Kayb Carpenter Joseph

Kayb has been drawing, sewing, dreaming, building, and arranging since childhood. Her curiosity about the world has taken her through various media and across many continents. As a third generation artist she has an innate sense of the beautiful and a keen sense of craft. As a fourth generation international traveler she is an adventuress ever curious about new people and places. She grew up in a rural community in the mountains of Oregon which developed her commitment to place and community. Reflective by nature her work is inspired by her experiences of people, place, and her maker.

Art is my way of being curious about the world, figuring things out, and talking to others about it.

I experience life as a constant tension between polarities: Reaching for the sacred but mired in the profane; loving this place and these people but feeling an unrelenting homesickness for a place I've never been; beguiled by beauty yet uncomfortably aware of impending tragedy; nurturing the intentional and reflective life while living in a world of immediate gratification and the practical.
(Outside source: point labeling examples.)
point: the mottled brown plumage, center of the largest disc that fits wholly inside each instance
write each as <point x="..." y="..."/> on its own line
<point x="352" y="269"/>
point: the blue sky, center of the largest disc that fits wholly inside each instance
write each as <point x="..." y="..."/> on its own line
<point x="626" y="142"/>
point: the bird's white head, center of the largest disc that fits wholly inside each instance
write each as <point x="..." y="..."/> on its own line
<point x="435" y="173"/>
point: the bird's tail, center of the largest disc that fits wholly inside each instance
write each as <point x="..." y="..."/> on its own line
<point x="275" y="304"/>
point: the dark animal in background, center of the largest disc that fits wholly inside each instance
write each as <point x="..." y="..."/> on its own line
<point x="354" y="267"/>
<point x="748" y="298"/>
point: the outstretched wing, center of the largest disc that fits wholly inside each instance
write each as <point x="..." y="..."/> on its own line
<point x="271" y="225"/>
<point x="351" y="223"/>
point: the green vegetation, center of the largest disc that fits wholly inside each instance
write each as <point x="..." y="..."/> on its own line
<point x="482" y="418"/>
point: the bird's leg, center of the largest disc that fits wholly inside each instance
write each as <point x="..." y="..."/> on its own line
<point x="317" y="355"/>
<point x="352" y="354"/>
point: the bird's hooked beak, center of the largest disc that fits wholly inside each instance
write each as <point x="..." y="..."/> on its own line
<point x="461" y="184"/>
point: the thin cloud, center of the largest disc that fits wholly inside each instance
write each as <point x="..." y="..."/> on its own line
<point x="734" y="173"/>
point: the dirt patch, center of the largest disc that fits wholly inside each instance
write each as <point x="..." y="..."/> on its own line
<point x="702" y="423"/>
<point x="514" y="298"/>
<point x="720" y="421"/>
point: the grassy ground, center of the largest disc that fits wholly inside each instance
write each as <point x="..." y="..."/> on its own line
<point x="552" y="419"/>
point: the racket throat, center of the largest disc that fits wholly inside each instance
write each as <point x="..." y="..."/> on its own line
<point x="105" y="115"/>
Thus, I often feel disoriented. My art flows from this disorientation and my rooted loves--another polarity.

I am ever fascinated by embodiment. I trained as a classical sculptor to understand the body and what makes it one of the most beautiful creations on earth. That fascination has grown into the use of space and visual metaphor to explore the social, psychological, and spiritual experience of embodiment. It sounds rather weighty and profound, really its just me processing my experiences and hoping it will create a point of mutual understanding and communication between myself and the viewer. An effort to be intimate in a world that makes us feel alone.

Other times, I make work for the shear pleasure of it. Just because I am interested in an idea or an image or I find something beautiful. I want to see something in my head in the world, to be a harbinger of beauty. There is nothing intentionally profound about it except that I have a love for something and I get intrigued. Often my best work begins here. I suppose that is the well spring of all good work, no matter the vocation. I suppose if there is anything that I suffer from its that I possess too much Love, Creativity, and Curiosity. Its the part of me that is still a child. In this way, I hope I never grow up, though I hope my art will.